The state agencies of Maine had fallen victim to cybercriminals who exploited a vulnerability in the MOVEit file transfer tool, making them the latest addition to the growing list of entities affected by the massive hack involving the software. In a notice the government has published about the cybersecurity incident, it said the event impacted approximately 1.3 million individuals, which basically make up the state’s whole population. The state first caught wind of the software vulnerability in MOVEit on May 31 this year and found that cybercriminals were able to access and download files from its various agencies on May 28 and 29. 

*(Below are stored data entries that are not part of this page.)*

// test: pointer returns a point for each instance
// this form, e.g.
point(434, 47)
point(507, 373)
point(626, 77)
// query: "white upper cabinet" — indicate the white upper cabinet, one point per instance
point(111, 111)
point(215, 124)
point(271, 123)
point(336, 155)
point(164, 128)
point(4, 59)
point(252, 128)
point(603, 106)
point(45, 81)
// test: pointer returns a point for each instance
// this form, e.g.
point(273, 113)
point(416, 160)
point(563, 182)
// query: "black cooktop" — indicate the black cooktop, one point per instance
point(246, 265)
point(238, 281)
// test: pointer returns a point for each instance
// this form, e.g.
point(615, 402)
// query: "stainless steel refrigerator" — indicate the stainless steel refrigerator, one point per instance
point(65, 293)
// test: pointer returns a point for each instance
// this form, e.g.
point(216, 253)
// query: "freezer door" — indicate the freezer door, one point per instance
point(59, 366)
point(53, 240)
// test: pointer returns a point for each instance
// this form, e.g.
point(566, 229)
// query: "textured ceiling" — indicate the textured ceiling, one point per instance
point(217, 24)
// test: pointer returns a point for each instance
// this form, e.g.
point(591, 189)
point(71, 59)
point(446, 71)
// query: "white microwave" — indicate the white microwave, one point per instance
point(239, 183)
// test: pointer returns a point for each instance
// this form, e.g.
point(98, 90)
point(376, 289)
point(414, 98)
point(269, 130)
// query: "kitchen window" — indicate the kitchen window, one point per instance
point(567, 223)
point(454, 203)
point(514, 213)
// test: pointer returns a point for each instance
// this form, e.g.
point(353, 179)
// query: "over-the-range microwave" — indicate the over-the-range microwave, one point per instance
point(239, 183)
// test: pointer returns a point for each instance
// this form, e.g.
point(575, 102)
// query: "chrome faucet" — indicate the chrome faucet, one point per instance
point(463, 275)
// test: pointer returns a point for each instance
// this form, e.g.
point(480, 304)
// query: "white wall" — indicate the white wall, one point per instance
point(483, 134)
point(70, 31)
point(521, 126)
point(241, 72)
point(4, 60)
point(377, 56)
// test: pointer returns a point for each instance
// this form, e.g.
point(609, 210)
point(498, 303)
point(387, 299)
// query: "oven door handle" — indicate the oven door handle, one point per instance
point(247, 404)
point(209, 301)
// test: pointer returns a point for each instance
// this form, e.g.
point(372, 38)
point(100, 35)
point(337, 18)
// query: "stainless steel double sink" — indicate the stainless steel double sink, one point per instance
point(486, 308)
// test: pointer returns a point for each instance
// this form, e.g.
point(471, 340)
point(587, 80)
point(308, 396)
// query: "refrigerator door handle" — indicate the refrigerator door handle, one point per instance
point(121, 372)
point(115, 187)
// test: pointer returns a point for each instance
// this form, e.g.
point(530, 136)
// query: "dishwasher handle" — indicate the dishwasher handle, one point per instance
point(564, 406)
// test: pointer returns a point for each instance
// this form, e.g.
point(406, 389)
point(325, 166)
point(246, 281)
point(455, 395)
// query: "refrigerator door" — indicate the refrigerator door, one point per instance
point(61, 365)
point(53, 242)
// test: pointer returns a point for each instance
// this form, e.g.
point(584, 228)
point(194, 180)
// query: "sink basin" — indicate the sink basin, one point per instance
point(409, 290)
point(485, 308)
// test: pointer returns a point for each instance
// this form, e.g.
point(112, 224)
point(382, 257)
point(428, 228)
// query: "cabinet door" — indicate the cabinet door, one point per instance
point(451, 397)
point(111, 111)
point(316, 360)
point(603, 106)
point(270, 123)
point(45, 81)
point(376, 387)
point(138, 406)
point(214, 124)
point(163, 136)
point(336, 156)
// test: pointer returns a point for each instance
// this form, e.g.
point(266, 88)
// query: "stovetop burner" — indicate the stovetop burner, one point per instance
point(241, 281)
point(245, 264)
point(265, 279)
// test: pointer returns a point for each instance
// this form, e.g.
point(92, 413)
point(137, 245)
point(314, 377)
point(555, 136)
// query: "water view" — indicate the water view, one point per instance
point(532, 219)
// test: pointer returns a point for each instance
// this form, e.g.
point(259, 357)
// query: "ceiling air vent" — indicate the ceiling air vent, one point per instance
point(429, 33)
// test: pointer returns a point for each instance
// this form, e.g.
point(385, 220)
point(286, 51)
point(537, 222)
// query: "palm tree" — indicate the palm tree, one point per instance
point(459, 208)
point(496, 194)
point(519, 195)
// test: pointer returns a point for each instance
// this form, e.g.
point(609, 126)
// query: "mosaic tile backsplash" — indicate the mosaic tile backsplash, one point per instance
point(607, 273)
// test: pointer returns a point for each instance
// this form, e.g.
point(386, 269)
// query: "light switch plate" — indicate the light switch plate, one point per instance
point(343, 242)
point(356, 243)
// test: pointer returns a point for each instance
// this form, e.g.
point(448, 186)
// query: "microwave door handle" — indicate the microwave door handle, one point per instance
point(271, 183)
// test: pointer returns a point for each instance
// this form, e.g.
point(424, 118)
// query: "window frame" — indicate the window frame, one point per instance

While the nature of stolen data varies per person based on their interaction with a particular agency, the notice says that the bad actors had stolen names, Social Security numbers, birthdates, driver’s license and state identification numbers, as well as taxpayer identification numbers. In some cases, they were also able to get away with people’s medical and health insurance information. Over 50 percent of the stolen data came from the Maine Department of Health and Human Services, followed by the Maine Department of Education.
The state government had blocked internet access to and from the MOVEit server as soon as it became aware of the incident. However, since the cybercriminals were already able to steal residents’ information, it’s also offering two years of complimentary credit monitoring and identity theft protection services to people whose SSNs and taxpayer numbers were compromised. As TechCrunch notes, the Clop ransomware gang that’s believed to be behind previously reported incidents, has yet to release data stolen from Maine’s agencies.
Clop took credit for an earlier New York City Department of Education hack, wherein the information of approximately 45,000 students was stolen. Cybercriminals exploiting the vulnerability haven’t only been targeting the government, though, but also companies around the world. Sony is one of them. There’s also Maximus Health Services, Inc, a US government contractor, whose breach has been the biggest MOVEit-related incident, so far. 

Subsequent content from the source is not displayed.